The skill of New England coopers and the availability of white oak produced a flourishing trade – thousands of staves were exported annually to Spain and Portugal for wine casks – wine matured in oak was a sign of quality even then.
And then came the cardboard box, the fork-lift, the four-by-four pallet, and the semi-trailer…..
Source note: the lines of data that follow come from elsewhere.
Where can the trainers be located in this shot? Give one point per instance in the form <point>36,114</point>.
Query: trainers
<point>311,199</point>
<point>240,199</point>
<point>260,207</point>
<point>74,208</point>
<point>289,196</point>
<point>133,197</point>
Rob Tarule’s book, The Artisan of Ipswich, has a full account of the woodworking trades in seventeenth-century New England – highly recommended.
Pick of Our Picks
The settle that is the pick of our picks this month also stood in a pub where beer was delivered in barrels in the way John describes. It could have stood in a farmhouse, but the history of use written on its seat suggests a public house rather than a private one: the three distinct indentations evenly spaced along it must have been made by more pairs of tired (and perhaps slightly drunken) buttocks than one could reasonably expect in one family.
The settle might well have been made in Westmoreland, a bleak, windswept county in the north west of England – certainly those turnings occur on other Westmoreland pieces, and there’s nothing in the carvings to contradict the idea. What is unusual about it, and we think unique, is the fact that the top row of panels folds down on snipe hinges. We’ve never heard of a settle with this feature – have any of you? We think of it as the settle’s winter and summer configurations.
Imagine a long, low pub with thick stone walls, small windows and a roof of stone slabs. In winter, the settle stands full height, at right angles to the fire and with its back to the door, keeping the warmth in and the drafts out. Here dusk falls in mid-afternoon and the evenings are long. Three old villagers are sitting silently on the settle – no need to talk – contentedly letting the evening drift past.
In summer, the days are long and the evenings short. The pub’s door is open, the top of the settle is hinged down and the pub is as full of light and fresh air as it ever is – which, by today’s standards, is not much.
The old-timers on the settle prefer the winter: it’s more familiar.